When Al Stewart last played at Bournemouth Pavilion, his half-century as an acclaimed singer-songwriter was still ahead of him.

He was a young guitarist from Wimborne, performing in the venue’s ballroom in a band called the Saviours – the backing for a young singer named Tony Blackburn.

“I was 17 – now I’m 71,” says Stewart, who is about to return to the Pavilion with his Back to the Bedsit tour, taking in hits from albums such as Year of the Cat, Time Passages and Modern Times.

Young Alastair Stewart grew up at Canford Bottom near Wimborne, and remembers the number 21 and 22 buses that took him the 11 miles into Bournemouth.

“Bournemouth was the centre of the universe for my young teenage self,” he recalls.

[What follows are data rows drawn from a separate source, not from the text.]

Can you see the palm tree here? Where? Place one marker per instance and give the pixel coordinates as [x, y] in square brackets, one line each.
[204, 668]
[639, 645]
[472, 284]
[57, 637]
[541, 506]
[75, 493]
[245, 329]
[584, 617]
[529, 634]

He can still reel off the names of many of the bands and musicians from the town’s music scene of 1960s. He would frequent the record shops with friend Jon Kremer – who recalled the period in a memoir, Bournemouth A Go! Go!

The friends specialised in telling Minns Music, on Westover Road, what records they should stock.

“Jonny and I got really good at that,” he says.

“I had a habit of walking in, saying ‘This going to be number one and you need to stock up’. I was 14 so you can tell how much attention they paid to me, which was zero. If I’d worked as an A&R man for Decca I would have been really good.”

They also spent a lot of time at Bourne Radio in Gervis Place. “There was this girl called Sandy who everyone fell in love with,” he says.

Customers could spend hours sampling records in the listening booths. “It was nirvana, looking at this fantastic girl and listening to a record,” Stewart recalls.

He took guitar lessons from Don Strike in Westbourne Arcade and also from another future star, Robert Fripp.

Stewart became increasingly interested in folk, and in sophisticated lyrics, after hearing Lonnie Donegan performing Grand Coulee Dam.

“Into the midst of this stepped Bob Dylan. I went to Bourne Radio and listened. Even Sandy was pronouncing his name ‘Bob Die-lan’. I listened to Hard Rain and Masters of War.”

As his fascination with folk grew, a small turning point in pop history occurred at Fortes coffee shop in Westover Road.

Present were three future stars: Stewart, Greg Lake (later of King Crimson and Emerson, Lake & Palmer) and Lee Kerslake (who would join Uriah Heep).

Stewart fancied his chances of joining local act the Dowland Brothers.

“We were all teenagers sitting in Fortes discussing forming a trio,” says Stewart.

“I thought either I do this, or my second option was to try and join the Dowland Brothers, or I go to London with an acoustic guitar and see what the folk scene is all about.

“Nothing became of Stewart, Lake and Kerslake – and the Dowlands didn’t want me. I got on a train and went to London.”

The year 1965 was “completely charmed” for him. He landed a gig in a coffee bar within a couple of weeks and found himself sharing a social worker’s home with Paul Simon.

“I listened to him writing songs through the wall – better still, he came out and played them to me,” he says.

He was there the day the post brought a copy of Simon & Garfunkel’s single The Sound of Silence. The record was already a hit and Simon was flown back to the States.

Stewart rang some of the folk clubs where Simon had been booked, telling them: “I know all the songs and I’m cheap.”

Decades of success and acclaim were ahead of him, including two platinum-selling albums, Year of the Cat and Time Passages. Through it all, Stewart’s aim was to use the kind of language you don’t often hear in pop songs.

“I love words, I’m constantly reading a book,” he says.

“It just strikes me that there are a lot more interesting words that never get used. I’ve always said what you should do is write songs about things that no one else writes about and use language that no one else uses.”

Al Stewart is at the Pavilion on Tuesday, May 9.